La scuola italiana ha così iniziato a famigliarizzare con la didattica a distanza, conosciuta anche con l’acronimo Dad. Un vero e proprio pandemonio. L’istruzione da remoto ha fatto emergere non solo il divario digitale largamente presente in molte aree del Paese, ma ha anche dimostrato quanto l’istruzione in presenza sia necessaria per una formazione completa degli alunni, che contempli anche l’aspetto della socialità.

Come osservato da molti insegnanti poi, la scuola digitale acuisce le differenze di classe: non tutti gli studenti possono permettersi un pc personale e pochi minorenni possono avere una persona che stia con loro mentre seguono le lezioni online.

Le polemiche hanno attraversato l’estate, ma alla fine, nonostante le innumerevoli difficoltà, la speranza per il futuro dei giovani si è riaccesa.
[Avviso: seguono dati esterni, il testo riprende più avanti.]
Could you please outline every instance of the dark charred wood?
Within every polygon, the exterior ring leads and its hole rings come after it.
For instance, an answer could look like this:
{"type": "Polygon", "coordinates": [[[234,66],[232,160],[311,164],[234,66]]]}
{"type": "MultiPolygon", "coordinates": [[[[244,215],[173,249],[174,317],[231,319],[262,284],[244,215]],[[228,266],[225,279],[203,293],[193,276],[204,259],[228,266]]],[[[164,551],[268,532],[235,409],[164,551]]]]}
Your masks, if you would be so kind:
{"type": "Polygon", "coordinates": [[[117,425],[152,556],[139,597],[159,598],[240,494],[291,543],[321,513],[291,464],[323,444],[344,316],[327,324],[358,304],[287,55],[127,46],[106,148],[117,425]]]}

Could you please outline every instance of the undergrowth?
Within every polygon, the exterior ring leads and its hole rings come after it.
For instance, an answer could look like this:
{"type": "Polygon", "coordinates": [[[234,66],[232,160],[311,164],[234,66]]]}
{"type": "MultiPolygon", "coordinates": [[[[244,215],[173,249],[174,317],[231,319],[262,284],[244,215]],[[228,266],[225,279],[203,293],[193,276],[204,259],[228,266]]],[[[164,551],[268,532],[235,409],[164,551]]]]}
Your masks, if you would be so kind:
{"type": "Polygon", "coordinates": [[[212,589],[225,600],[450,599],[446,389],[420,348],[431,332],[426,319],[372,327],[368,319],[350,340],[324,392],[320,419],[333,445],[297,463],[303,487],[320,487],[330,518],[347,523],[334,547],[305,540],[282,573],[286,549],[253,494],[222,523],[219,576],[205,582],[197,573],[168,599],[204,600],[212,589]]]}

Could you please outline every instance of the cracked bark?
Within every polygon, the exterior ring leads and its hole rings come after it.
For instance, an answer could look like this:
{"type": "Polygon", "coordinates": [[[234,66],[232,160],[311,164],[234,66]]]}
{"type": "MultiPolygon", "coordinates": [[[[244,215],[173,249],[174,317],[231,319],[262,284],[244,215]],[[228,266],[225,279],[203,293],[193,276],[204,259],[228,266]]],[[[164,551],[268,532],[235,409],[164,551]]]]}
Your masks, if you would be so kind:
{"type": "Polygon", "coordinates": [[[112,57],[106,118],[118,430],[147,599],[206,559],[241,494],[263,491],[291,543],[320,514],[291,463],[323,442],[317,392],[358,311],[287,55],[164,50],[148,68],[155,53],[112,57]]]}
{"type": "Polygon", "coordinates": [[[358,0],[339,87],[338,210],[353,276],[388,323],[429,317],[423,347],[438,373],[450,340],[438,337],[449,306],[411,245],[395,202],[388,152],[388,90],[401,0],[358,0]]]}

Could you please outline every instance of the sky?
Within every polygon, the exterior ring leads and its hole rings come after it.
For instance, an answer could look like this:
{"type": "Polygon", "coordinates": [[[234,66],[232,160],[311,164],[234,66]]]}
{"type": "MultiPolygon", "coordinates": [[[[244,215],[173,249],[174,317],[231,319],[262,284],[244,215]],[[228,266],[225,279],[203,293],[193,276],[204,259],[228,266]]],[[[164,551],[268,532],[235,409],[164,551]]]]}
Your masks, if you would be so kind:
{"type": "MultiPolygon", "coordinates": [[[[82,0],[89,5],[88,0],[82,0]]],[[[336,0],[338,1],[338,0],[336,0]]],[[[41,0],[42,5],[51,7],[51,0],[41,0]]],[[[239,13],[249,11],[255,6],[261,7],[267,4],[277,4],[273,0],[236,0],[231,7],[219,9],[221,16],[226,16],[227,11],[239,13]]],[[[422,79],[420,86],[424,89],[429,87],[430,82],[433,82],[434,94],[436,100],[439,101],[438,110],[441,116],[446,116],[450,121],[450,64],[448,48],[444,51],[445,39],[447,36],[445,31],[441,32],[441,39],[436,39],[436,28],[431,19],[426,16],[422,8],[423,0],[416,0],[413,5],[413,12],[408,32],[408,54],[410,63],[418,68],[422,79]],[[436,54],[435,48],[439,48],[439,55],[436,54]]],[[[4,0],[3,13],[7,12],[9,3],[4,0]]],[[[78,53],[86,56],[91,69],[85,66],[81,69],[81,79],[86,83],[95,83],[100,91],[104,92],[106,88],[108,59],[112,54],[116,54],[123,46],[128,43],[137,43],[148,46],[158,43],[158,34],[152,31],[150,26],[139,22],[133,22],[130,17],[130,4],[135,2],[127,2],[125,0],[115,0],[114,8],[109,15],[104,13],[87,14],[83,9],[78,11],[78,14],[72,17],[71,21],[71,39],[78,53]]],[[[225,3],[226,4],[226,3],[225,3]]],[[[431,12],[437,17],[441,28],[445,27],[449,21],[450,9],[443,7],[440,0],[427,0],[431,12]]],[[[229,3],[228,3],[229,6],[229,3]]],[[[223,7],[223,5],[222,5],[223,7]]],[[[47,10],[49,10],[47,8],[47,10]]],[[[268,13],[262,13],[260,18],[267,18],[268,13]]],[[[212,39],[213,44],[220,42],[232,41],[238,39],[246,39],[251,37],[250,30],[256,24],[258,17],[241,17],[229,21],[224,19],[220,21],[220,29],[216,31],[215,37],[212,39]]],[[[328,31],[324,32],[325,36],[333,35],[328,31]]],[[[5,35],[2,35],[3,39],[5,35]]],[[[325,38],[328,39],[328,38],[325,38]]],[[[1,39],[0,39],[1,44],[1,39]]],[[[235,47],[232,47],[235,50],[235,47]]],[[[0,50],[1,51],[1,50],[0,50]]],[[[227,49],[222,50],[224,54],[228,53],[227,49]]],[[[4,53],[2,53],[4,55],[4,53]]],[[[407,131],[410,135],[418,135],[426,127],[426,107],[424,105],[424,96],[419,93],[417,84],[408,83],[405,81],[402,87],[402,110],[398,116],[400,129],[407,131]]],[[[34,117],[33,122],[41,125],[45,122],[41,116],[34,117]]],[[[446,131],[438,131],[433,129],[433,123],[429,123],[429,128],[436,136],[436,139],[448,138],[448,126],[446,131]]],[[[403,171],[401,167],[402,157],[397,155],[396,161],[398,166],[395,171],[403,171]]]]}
A settembre (quasi) tutti sono tornati sui banchi. Poi la recrudescenza del virus ha suggerito al governo un dietrofront: il 26 ottobre cancelli chiusi nelle scuole superiori come nelle università e di nuovo didattica a distanza. E ora? Manca poco alla fine delle vacanze natalizie, ma mentre scriviamo ancora non è ufficiale se e come riapriranno le scuole.

Agli studenti italiani non resta che far proprio il titolo di un film anni ‘90 incentrato proprio sulla scuola: «Io speriamo che me la cavo».